The British group is looking to capitalize on the buzz with their tour of Wuthering Heights that stops off in Shanghai (Mar 24-27 and 30 @ Shanghai Grand Theatre), Guangzhou (Mar 31-Apr 1 @ Xinghai Concert Hall) and Shenzhen (Apr 2 @ Shenzhen Children's Palace). Emily Brontë’s lone novel remains regarded as a masterpiece in English literature and Main praises the 1847 book as a pioneering work.

“It is essentially the bridge between women writing books about things that they thought people wanted to read, and beginning to write as strong individuals with passions and desires that had been locked away and denied to them as women,” he says.

Written during the Victorian age, Wuthering Heights continues to resonate with its stark depiction of the era and the doomed romance between the rough orphan Heathcliff and Catherine, the daughter of the man that took him in.

Wuthering Heights

Often compared to Romeo and Juliet for its tragic love story, Main agrees that Wuthering Heights depicts “a real love.”

“There is absolutely nothing superficial about it,” he adds. “It’s about a love that all of us aspire to, but very few actually achieve. It’s about the brutality of love.”

While Brontë tells the multi-generational story through several narrators, Chapterhouse Theatre will forego that approach and “tell the story directly through live action.”

“I really wanted to draw out the passionate relationship between Catherine and Heathcliff and tell the story through their eyes,” Main explains.

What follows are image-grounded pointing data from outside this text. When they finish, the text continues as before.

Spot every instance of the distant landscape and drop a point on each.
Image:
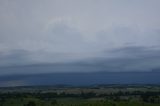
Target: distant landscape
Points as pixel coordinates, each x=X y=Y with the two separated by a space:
x=97 y=95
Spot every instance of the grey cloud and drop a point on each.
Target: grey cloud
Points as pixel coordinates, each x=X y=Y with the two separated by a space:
x=103 y=35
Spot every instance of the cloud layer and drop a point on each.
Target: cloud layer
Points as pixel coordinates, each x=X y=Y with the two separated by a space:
x=80 y=35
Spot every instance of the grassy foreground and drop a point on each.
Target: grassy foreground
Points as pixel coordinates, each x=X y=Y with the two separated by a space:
x=81 y=96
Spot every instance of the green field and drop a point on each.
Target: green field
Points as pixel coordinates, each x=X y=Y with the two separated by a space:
x=119 y=95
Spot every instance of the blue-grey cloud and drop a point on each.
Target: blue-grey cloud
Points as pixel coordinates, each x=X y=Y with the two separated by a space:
x=79 y=36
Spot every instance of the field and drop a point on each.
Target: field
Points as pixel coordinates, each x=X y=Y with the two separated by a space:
x=97 y=95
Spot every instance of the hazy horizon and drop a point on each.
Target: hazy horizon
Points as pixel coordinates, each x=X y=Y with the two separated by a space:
x=71 y=36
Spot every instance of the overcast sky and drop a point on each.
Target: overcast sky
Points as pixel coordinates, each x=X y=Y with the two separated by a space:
x=79 y=35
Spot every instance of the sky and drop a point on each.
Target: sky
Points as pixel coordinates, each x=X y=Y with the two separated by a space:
x=47 y=36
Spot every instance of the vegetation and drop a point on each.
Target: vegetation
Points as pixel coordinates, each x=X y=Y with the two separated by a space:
x=85 y=96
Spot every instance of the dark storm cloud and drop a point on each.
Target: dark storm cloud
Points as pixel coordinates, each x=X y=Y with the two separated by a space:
x=63 y=36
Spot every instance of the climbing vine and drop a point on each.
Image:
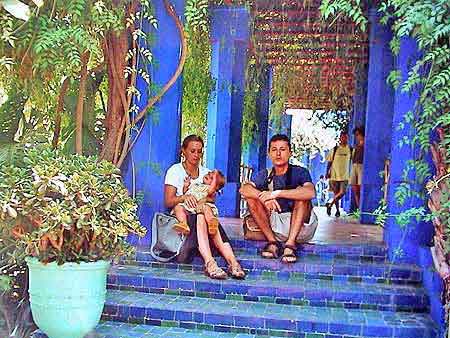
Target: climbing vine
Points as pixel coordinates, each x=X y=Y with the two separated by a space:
x=428 y=22
x=197 y=79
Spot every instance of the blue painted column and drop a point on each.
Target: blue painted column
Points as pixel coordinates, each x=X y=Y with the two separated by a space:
x=229 y=35
x=380 y=103
x=157 y=146
x=359 y=105
x=256 y=152
x=278 y=126
x=403 y=243
x=357 y=119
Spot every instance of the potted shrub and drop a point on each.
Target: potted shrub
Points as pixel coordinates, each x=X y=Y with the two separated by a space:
x=70 y=216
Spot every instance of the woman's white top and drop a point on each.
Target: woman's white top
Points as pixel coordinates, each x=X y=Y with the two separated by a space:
x=176 y=174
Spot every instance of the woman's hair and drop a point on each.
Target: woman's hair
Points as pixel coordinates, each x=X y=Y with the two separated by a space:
x=191 y=138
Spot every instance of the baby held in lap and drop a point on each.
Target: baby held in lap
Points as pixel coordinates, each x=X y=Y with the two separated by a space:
x=204 y=193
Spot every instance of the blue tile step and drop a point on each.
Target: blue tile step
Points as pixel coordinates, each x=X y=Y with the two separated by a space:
x=267 y=288
x=110 y=329
x=364 y=253
x=285 y=320
x=311 y=267
x=352 y=252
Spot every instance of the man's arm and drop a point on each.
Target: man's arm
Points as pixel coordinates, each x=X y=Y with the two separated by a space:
x=303 y=193
x=248 y=190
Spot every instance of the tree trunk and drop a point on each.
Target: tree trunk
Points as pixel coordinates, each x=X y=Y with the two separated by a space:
x=80 y=103
x=59 y=111
x=117 y=48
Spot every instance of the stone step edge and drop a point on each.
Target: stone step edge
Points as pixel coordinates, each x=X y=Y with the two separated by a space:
x=153 y=314
x=276 y=273
x=387 y=300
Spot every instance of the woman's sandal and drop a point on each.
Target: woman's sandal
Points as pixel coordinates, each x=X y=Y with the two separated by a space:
x=267 y=253
x=236 y=272
x=289 y=258
x=212 y=270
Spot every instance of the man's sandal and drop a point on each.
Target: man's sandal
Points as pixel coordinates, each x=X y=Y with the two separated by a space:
x=289 y=257
x=236 y=272
x=212 y=270
x=268 y=253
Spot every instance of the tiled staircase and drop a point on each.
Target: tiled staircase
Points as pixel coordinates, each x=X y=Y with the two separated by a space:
x=333 y=291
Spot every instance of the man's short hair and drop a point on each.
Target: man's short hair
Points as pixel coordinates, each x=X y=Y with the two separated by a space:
x=280 y=137
x=359 y=129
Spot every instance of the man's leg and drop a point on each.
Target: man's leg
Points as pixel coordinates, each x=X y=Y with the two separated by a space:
x=301 y=213
x=261 y=217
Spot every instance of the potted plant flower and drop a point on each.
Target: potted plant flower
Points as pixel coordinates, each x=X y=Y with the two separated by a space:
x=69 y=216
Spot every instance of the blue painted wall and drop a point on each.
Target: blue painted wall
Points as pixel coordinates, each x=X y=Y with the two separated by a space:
x=256 y=152
x=380 y=105
x=283 y=127
x=229 y=35
x=434 y=286
x=416 y=234
x=158 y=145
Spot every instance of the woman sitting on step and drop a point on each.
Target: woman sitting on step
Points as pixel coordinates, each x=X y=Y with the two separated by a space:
x=190 y=169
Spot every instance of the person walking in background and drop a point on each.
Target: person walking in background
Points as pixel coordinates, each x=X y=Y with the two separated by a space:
x=357 y=164
x=338 y=170
x=322 y=191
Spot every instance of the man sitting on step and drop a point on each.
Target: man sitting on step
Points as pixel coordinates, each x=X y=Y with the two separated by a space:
x=279 y=200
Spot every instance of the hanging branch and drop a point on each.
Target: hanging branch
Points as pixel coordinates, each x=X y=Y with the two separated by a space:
x=80 y=103
x=59 y=110
x=127 y=146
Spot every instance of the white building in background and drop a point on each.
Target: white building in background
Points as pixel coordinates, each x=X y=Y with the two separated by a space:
x=309 y=135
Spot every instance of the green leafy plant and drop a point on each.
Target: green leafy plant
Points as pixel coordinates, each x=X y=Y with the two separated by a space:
x=65 y=208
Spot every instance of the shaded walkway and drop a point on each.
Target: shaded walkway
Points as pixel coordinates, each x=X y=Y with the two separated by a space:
x=331 y=230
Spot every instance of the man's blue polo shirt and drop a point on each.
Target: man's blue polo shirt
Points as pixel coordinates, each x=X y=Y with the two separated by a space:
x=299 y=176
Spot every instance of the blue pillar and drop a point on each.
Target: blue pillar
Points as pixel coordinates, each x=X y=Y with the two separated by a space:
x=403 y=243
x=157 y=146
x=256 y=152
x=281 y=125
x=380 y=103
x=359 y=105
x=229 y=34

“Even though their story is only part of the overall plot of Wuthering Heights, here it is always at the forefront of the drama – playing on the characters’ minds and never allowing the audience to forget the dangerous dark passions that consume Catherine and Heathcliff.”

Wuthering Heights

Chapterhouse veterans Emily Hurdiss and Matt Christmas will take on the main roles, while award-winning writer Laura Turner penned the stage adaptation. Past touring productions have impressed across Europe both for its gorgeous costuming and the use of open-air stages to recreate the story’s moors setting.

“I’ve been to Haworth where the Bronte sisters lived. If you stand near the church, which is beside the vicar ridge, you cannot help but have a feeling of strange impending Victorian-esque doom. Death haunted Victorian society and more so at Haworth, where the land and water was riddled with illness,” Main says.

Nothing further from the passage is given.